Electrolyte composition. According to claim 1,
The lithium concentration in the composition is between about 0.8M and 2.8M,
Electrolyte composition. The method of claim 1 or 2,
The additive includes vinylene carbonate and fluoroethylene carbonate,
Electrolyte composition. According to claim 3,
The weight ratio of vinylene carbonate and fluoroethylene carbonate ranges from about 1:2 to about 3:1, suitably about 2:1,
Electrolyte composition. The method according to any one of claims 1 to 4,
The composition includes about 6 to 7 wt% of additives,
Electrolyte composition. The method according to any one of claims 1 to 5,
The composition comprises 20 to 30 wt% of lithium bis(fluorosulfonyl)imide,
Electrolyte composition. The method according to any one of claims 1 to 6,
The composition comprises 2 to 3 wt% of an additional lithium salt,
Electrolyte composition. The method according to any one of claims 1 to 7,
The additional lithium salt consists of lithium difluoro(oxalato)borate,
Electrolyte composition. The method according to any one of claims 1 to 8,
The composition includes 60 to 70 wt% of solvent,
Electrolyte composition. The method according to any one of claims 1 to 9,
The solvent comprises two of ethyl methyl carbonate, diethyl carbonate, and dimethyl carbonate, suitably in a weight ratio of about 1:1.

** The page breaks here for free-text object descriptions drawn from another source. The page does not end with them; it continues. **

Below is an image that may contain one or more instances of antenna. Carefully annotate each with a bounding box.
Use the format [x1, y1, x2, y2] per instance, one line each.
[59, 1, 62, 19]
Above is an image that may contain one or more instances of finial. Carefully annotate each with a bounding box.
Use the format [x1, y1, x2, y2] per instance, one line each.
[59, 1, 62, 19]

Electrolyte composition. The method according to any one of claims 1 to 10,
The composition is substantially free of ethylene carbonate,
Electrolyte composition. The method according to any one of claims 1 to 11,
The composition includes one or more of lithium bis(fluorosulfonyl)imide, lithium difluoro(oxalato)borate, vinylene carbonate, fluoroethylene carbonate, and dimethyl carbonate, diethyl carbonate, and ethyl methyl carbonate. Consisting of a solvent consisting of
Electrolyte composition. The method according to any one of claims 1 to 12,
The composition includes about 26.5 wt% lithium bis(fluorosulfonyl)imide, about 2.4 wt% lithium difluoro(oxalato)borate, about 3.8 wt% vinylene carbonate, and about 1.9 wt% fluorine. Consisting of rotethylene carbonate, about 32.7 wt% dimethyl carbonate, and 32.7 wt% ethyl methyl carbonate,
Electrolyte composition. A battery component comprising the electrolyte composition according to any one of claims 1 to 13.